The boat displaces 3310 kg of water (either fresh or salt).

Density of fresh water is 1000 kg/m3, so the volume displaced is
3310/1000 = 3.31 m3 (or 3310 litres)
In case of salt water it's 3310/1050 = 3.152 m3 (3152 litres)

The difference is 0.158 m3 or 158 litres.

emilinus
#4
Apr9-08, 06:07 PM
P: 15
Volume of water displaced...?

I actually tried 158 L just as a guess and it was still wrong...
Is that what you meant?
1 m^3 = 1000 L
.158 m^3 = 158 L
Daiquiri
#5
Apr9-08, 06:31 PM
P: 55
Quote Quote by emilinus View Post
I actually tried 158 L just as a guess and it was still wrong...
Is that what you meant?
1 m^3 = 1000 L
.158 m^3 = 158 L
If you have a coherent set of units in the input data, you better mantain it until the final result. Once you have the result, you can convert it to whatever unit sistem you prefer.
For example, you have mass of water displaced in kg, and the density in kg/m3.
So the result will be in (kg)/(kg/m3) = m3.

Once you have the result in m3, you can apply the conversions you wrote, which are correct.

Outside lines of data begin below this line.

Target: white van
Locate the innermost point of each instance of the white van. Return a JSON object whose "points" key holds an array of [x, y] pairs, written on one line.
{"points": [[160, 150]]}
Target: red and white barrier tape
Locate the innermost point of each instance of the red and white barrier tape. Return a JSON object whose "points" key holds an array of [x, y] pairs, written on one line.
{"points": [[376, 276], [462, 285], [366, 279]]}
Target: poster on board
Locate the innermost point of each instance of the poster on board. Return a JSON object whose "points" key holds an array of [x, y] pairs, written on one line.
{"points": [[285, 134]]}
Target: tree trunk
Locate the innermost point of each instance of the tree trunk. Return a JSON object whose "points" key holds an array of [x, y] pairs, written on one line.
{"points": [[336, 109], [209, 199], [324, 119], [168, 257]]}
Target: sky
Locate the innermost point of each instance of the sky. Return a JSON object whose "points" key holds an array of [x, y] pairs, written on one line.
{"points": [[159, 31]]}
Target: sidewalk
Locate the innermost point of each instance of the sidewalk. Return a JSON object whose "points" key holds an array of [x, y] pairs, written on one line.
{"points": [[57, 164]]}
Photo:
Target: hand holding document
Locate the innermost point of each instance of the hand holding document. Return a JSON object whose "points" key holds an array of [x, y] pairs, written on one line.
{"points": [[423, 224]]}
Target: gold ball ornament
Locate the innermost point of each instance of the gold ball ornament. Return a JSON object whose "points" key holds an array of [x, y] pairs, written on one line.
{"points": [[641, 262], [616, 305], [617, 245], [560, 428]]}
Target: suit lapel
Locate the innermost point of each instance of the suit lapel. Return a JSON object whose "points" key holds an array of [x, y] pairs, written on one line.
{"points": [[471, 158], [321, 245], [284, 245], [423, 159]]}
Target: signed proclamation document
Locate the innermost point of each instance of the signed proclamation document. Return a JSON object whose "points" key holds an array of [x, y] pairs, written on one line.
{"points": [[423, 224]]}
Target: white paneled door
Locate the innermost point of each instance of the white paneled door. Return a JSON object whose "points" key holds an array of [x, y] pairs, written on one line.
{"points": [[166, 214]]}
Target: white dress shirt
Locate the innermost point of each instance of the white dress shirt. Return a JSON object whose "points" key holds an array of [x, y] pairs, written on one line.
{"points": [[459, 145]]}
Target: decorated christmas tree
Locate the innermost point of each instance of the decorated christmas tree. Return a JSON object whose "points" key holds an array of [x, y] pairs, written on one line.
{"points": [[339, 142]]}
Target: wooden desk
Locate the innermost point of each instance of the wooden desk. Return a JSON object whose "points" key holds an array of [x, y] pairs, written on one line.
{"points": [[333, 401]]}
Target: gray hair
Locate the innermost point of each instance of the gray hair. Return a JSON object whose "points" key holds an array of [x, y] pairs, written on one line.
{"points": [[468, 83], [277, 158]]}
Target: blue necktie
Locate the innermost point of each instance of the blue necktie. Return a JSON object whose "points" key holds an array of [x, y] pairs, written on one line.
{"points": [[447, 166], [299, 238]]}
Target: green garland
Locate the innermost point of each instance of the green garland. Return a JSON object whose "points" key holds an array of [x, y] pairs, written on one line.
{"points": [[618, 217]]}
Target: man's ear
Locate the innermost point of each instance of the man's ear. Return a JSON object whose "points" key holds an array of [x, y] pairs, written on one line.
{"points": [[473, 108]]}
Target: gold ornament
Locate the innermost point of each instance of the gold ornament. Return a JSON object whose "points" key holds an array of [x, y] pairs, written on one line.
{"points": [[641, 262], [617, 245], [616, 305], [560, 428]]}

If you're telling me that 158 litres is not a correct result, then I don't know where is the problem. Are the two boats on the same planet?
Daiquiri
#6
Apr10-08, 05:50 AM
P: 55
Quote Quote by Daiquiri View Post
Are the two boats on the same planet?
P.S. Don't take this leterally. It wouldn't make any difference anyway.